Fig 1. Running distance and body weight.

A) Weekly total running distance across six weeks of exercise, estimated per rat. Adults ran more in the first half of exercise, whereas juveniles ran more during the second half of exercise, although total distance summed across six weeks did not differ between age groups. B) Body weight across the duration of the experiment; adult runners weighed less than their sedentary counterparts during exercise, then returned to sedentary levels shortly following exercise cessation. Juvenile runners weighed more than their sedentary counterparts toward the end of exercise and continued to weigh more after exercise cessation. Data are represented as mean ± SEM; *p<0.05.

Fig 2. Early life exercise and age altered alpha diversity.

Measures of alpha diversity for adult and juvenile run and sed rats after three days (3d) and six weeks (6 wk) of wheel running, and 25 days following exercise cessation (25d post). A) Shannon entropy, an indicator of an even community structure, was significantly higher in the adults than juveniles. Juvenile runners displayed decreased Shannon entropy overall and at 6 wk.
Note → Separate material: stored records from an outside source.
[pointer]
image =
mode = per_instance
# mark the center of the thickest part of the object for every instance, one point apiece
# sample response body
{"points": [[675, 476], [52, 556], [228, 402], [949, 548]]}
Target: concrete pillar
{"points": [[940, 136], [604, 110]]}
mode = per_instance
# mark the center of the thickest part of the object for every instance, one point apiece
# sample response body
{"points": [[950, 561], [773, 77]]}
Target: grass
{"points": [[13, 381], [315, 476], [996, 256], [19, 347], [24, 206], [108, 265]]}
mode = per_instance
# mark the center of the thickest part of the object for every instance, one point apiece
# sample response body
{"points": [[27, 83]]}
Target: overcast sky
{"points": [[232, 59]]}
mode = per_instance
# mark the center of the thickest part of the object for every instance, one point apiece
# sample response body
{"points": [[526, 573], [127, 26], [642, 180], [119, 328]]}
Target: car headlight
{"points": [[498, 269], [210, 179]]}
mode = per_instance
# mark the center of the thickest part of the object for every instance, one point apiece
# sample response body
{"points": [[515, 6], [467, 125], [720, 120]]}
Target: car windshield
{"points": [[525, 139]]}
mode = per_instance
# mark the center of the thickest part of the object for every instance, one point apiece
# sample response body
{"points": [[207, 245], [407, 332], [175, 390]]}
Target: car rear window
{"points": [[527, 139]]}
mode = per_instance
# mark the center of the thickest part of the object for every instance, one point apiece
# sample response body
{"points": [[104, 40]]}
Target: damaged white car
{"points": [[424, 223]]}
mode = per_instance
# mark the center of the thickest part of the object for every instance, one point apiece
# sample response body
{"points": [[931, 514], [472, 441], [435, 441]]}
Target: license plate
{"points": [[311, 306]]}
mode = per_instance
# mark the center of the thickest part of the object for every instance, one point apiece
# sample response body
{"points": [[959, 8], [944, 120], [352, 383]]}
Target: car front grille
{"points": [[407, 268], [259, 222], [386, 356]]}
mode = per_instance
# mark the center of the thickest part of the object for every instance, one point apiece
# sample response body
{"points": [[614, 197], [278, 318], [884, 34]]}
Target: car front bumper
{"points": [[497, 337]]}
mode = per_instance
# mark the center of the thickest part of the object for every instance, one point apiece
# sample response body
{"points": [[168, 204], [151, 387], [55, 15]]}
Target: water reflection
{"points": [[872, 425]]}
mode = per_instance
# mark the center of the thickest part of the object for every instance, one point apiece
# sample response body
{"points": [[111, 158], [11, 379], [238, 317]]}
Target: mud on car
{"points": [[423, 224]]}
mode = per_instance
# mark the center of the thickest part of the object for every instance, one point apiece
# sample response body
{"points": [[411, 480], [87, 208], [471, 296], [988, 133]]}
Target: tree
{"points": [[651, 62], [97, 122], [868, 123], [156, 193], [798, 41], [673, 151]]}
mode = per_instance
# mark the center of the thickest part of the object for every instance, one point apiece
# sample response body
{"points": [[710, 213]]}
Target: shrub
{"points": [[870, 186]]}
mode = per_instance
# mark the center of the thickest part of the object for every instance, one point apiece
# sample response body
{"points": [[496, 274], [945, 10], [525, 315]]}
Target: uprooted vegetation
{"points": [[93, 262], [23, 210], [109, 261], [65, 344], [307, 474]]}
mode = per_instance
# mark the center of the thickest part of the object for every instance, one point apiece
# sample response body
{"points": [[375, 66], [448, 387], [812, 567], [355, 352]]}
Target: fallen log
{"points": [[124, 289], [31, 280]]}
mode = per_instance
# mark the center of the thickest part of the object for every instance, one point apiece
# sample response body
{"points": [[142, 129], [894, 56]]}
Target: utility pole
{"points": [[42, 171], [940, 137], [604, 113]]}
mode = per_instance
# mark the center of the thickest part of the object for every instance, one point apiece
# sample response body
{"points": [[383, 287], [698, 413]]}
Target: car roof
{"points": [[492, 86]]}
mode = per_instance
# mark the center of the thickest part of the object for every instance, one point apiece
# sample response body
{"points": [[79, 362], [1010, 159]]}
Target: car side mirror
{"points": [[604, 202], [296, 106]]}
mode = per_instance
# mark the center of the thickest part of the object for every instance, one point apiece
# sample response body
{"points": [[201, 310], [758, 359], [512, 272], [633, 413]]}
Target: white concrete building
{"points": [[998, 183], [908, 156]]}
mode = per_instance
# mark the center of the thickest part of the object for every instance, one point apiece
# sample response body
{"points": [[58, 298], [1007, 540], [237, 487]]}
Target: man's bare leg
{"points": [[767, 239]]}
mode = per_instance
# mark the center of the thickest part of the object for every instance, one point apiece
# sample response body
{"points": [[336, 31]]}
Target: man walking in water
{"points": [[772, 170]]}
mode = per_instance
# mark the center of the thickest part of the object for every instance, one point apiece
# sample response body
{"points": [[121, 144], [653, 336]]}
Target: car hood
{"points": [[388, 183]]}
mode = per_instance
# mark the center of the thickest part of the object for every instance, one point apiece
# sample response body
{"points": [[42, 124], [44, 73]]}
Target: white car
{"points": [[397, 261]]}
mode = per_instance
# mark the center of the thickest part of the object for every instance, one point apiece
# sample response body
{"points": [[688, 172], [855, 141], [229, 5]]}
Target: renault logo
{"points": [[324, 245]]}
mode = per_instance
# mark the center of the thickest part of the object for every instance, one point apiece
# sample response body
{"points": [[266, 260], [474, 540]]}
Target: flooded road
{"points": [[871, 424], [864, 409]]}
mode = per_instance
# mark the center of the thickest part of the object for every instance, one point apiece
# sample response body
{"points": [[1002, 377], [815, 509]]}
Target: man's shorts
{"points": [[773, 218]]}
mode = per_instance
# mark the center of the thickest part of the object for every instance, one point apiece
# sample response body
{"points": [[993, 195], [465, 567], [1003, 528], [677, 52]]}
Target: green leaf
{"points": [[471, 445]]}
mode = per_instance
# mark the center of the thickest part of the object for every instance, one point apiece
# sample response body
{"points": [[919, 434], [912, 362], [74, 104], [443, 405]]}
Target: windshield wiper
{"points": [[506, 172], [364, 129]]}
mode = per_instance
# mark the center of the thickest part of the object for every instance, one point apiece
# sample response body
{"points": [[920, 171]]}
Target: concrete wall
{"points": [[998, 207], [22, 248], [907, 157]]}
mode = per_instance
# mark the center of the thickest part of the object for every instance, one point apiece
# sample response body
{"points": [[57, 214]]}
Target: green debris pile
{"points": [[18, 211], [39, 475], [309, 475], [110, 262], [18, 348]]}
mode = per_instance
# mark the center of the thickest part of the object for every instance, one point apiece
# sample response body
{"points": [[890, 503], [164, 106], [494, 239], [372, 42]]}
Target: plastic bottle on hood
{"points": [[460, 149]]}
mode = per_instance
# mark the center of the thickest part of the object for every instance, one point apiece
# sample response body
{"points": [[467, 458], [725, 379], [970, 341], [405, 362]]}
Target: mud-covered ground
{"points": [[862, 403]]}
B) Species richness was significantly higher in the adults relative to juveniles. Runners had significantly fewer species overall than their sedentary counterparts, and juvenile runners had significantly fewer species than juvenile sedentary rats 3d following the start of exercise. Data are represented as mean ± SEM; *p<0.05.

Fig 3. Early life exercise and age altered beta diversity.
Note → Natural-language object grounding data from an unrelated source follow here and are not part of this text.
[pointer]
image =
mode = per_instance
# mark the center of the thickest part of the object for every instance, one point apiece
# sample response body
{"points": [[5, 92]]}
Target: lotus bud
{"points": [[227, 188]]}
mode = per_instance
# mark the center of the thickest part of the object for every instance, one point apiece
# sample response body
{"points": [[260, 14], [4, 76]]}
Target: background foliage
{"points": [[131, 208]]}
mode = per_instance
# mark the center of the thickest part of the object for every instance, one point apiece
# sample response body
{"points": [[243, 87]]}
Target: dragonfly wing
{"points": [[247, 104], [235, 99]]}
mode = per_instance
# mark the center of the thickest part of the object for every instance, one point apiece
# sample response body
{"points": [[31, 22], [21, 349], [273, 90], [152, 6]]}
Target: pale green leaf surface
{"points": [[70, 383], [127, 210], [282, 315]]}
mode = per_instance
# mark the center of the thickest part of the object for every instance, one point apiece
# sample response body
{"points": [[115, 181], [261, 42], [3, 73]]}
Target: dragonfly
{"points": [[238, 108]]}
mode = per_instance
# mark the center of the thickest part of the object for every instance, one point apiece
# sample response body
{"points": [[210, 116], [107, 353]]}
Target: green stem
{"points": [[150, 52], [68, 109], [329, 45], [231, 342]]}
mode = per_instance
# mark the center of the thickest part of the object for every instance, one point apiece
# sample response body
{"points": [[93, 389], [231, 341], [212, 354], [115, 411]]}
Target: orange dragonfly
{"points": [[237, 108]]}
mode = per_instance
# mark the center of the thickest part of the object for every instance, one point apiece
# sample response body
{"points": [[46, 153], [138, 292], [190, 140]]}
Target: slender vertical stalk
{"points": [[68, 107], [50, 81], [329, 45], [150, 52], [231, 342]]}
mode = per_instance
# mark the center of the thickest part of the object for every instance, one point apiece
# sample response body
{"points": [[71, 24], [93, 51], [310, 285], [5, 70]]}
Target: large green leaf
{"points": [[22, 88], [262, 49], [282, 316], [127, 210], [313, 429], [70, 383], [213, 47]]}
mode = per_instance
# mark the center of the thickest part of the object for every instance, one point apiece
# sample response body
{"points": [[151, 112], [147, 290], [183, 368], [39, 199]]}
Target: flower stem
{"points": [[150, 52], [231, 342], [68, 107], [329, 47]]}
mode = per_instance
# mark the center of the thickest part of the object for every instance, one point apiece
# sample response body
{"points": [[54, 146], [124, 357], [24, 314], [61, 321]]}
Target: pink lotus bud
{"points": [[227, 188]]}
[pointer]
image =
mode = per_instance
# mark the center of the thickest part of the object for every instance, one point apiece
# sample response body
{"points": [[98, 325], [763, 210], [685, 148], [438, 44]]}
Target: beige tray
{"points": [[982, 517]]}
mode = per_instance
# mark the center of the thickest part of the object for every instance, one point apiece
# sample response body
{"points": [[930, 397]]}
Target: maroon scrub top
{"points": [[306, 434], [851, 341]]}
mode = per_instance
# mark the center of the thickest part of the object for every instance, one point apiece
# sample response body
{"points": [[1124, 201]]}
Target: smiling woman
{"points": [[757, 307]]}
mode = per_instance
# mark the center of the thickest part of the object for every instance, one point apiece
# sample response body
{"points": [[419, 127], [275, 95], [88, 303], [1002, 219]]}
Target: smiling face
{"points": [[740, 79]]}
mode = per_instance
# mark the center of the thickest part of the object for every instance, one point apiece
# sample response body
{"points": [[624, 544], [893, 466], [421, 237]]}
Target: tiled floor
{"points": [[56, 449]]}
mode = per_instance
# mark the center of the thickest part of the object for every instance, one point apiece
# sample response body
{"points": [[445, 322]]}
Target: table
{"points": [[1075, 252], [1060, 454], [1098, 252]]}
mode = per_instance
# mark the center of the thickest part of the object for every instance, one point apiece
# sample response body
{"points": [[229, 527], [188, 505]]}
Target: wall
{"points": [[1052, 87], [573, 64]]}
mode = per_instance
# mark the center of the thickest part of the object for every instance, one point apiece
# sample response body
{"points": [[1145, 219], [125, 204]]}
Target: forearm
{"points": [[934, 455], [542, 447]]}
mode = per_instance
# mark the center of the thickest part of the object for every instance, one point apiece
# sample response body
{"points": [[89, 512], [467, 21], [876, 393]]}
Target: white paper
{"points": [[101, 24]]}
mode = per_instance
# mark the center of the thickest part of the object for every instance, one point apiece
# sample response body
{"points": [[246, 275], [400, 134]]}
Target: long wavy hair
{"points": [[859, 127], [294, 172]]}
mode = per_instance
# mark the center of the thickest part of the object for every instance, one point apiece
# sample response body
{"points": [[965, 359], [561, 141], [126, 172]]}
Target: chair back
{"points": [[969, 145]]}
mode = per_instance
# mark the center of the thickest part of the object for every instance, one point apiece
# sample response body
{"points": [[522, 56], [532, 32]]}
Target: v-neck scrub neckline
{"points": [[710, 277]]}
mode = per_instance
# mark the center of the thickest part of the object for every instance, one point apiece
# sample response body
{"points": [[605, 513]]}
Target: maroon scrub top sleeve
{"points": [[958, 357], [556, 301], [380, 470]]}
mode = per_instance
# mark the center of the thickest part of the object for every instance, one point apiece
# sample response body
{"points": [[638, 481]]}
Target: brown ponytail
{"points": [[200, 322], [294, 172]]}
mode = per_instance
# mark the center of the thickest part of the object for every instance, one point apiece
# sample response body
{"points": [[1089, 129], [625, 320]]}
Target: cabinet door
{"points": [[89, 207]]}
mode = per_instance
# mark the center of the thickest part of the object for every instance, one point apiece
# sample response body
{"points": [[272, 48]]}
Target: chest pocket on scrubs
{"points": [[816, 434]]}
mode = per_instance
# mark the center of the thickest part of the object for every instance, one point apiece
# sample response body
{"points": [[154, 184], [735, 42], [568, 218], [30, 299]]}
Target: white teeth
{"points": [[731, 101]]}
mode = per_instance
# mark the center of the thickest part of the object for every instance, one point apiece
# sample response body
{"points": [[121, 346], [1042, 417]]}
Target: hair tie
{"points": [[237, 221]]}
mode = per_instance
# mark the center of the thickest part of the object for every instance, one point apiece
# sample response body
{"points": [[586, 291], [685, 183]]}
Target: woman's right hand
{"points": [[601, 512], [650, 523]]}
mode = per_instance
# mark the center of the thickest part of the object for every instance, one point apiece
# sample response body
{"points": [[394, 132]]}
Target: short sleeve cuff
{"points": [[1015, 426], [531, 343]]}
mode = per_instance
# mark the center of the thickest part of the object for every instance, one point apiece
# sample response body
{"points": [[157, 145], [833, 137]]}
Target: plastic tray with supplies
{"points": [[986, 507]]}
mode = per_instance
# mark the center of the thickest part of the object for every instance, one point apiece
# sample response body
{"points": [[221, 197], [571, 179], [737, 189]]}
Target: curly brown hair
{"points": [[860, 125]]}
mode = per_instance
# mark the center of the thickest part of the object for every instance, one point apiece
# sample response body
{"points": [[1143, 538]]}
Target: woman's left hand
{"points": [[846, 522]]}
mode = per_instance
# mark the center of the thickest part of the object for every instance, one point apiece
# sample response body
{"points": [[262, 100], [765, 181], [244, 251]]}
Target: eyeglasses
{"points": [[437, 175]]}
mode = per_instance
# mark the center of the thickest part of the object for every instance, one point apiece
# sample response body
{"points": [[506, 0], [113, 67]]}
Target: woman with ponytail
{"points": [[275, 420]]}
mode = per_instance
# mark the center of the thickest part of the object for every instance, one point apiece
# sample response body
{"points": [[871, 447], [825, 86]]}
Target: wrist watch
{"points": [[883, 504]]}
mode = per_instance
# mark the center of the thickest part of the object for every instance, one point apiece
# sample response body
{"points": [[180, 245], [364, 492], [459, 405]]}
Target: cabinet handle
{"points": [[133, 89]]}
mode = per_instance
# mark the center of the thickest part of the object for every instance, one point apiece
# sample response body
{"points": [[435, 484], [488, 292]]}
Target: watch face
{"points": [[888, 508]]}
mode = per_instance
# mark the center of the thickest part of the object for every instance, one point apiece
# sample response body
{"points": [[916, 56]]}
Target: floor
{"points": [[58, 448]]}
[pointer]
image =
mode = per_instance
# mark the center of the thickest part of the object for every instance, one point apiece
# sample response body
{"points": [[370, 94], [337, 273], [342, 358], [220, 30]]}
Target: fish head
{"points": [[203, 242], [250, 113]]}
Principle coordinates analysis (PCoA) using unweighted UniFrac distances with an explicit time axis depicts clustering of microbial communities due to age after three days (3d) and six weeks (6 wk) of exercise and 25 days following exercise cessation (25d post). After 6 wk, a clear clustering of juvenile run versus juvenile sed samples is noticeable.

Fig 4. Effects of early life exercise at the phylum level.
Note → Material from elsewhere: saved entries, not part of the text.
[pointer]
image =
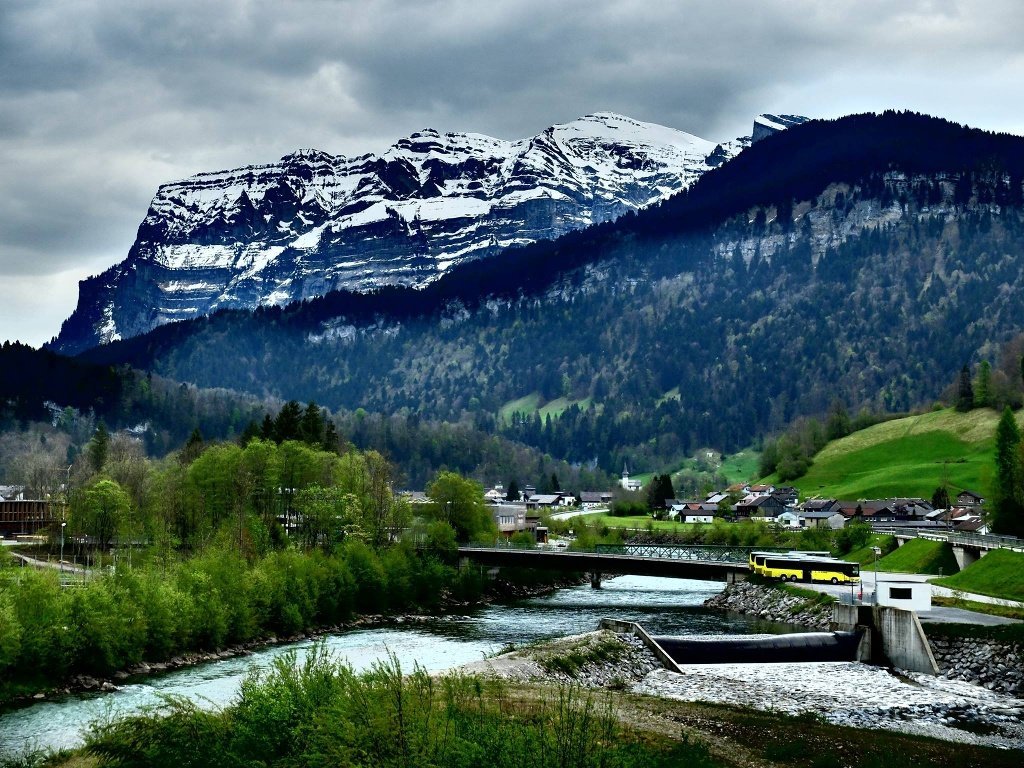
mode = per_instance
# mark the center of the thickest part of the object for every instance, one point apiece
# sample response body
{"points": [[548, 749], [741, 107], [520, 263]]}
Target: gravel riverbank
{"points": [[842, 693], [773, 605]]}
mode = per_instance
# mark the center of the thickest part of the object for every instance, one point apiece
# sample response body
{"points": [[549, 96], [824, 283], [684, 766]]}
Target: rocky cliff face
{"points": [[313, 222]]}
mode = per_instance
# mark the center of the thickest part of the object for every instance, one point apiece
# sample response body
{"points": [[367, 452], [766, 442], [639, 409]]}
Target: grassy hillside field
{"points": [[921, 556], [999, 573], [908, 457]]}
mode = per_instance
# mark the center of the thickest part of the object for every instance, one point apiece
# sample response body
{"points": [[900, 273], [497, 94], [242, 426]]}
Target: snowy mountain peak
{"points": [[312, 222]]}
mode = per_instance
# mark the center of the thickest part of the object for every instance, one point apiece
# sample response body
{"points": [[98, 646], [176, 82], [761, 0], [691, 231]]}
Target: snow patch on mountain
{"points": [[312, 222]]}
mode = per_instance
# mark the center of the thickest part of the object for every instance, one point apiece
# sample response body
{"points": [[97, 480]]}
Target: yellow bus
{"points": [[790, 568], [757, 559]]}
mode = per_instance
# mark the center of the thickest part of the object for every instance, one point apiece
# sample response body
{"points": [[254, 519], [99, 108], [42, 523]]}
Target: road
{"points": [[938, 614]]}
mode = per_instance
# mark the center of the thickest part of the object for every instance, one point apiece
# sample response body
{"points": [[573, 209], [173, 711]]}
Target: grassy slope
{"points": [[907, 457], [865, 555], [999, 573], [921, 556], [741, 466]]}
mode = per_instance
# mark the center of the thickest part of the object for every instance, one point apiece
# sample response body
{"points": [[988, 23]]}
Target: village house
{"points": [[691, 511], [547, 501], [591, 499], [969, 499], [822, 518], [759, 506], [790, 519], [513, 518], [25, 516], [495, 495], [820, 505], [629, 484]]}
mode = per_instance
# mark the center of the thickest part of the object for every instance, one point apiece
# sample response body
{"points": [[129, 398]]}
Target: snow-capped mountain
{"points": [[313, 222]]}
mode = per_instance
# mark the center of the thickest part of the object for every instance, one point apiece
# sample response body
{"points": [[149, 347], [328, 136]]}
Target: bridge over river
{"points": [[717, 563]]}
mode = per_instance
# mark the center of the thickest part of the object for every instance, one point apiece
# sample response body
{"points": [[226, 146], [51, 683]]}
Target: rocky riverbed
{"points": [[994, 666], [842, 693], [773, 605]]}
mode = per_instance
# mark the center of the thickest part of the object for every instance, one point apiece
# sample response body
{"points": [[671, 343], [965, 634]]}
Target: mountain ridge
{"points": [[865, 258], [268, 235]]}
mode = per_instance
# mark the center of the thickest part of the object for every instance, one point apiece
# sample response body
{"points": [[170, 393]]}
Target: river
{"points": [[663, 605]]}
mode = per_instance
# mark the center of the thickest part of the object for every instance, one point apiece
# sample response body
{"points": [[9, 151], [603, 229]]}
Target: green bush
{"points": [[318, 713]]}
The relative abundance of nine phyla for adult and juvenile run and sed rats following three days (3d) and six weeks (6 wk) of exercise, and 25 days following exercise cessation (25d post). Significant differences in phyla due to exercise were only observed in juvenile runners. Specifically, juvenile onset exercise increased relative abundance of Euryarchaeota and Bacteroidetes and decreased relative abundance of Firmicutes and Proteobacteria, overall as well as at 6 wk. *p<0.05.

Fig 5. Supervised learning analyses: early life exercise altered specific genera.

Classification accuracy generated from supervised learning depicted across each level of taxonomy. A) When samples were collapsed into age of running onset, running status, and running status and time point categories, the highest classification accuracy was observed for age of running onset. B) Next, the algorithm attempted to classify time of sample collection separately for each experimental group. The classification accuracy of predicting time point increased to 16.875 times better than random guessing for juvenile runners only, indicating that certain genera were significantly altered across time in juvenile runners.

Fig 6. Effects of age of exercise onset on body composition across the lifespan.

A) Weekly total running distance across time for the separate cohort used for chemical carcass analyses. Adult runners ran less toward the end of exercise, whereas running distance steadily increased for juvenile runners throughout the duration of exercise. Total distance summed across six weeks did not differ by age. B-D depict body weight, lean mass and fat mass, respectively, for juvenile and adult run and sed chemical carcass rats after six weeks of exercise (6 wk) or 25 days following exercise cessation (25d post). B) Body weight; adult runners weighed less than adult seds at 6 wk, however they returned to sedentary levels 25d post. In contrast, juvenile onset runners consistently weighed more than their sedentary counterparts at both time points. C) Lean mass; juvenile onset runners had sustained increases in lean mass at both time points. D) Fat mass; sustained decreases in fat mass were observed in adult onset runners only. Data are represented as mean ± SEM; *p<0.05.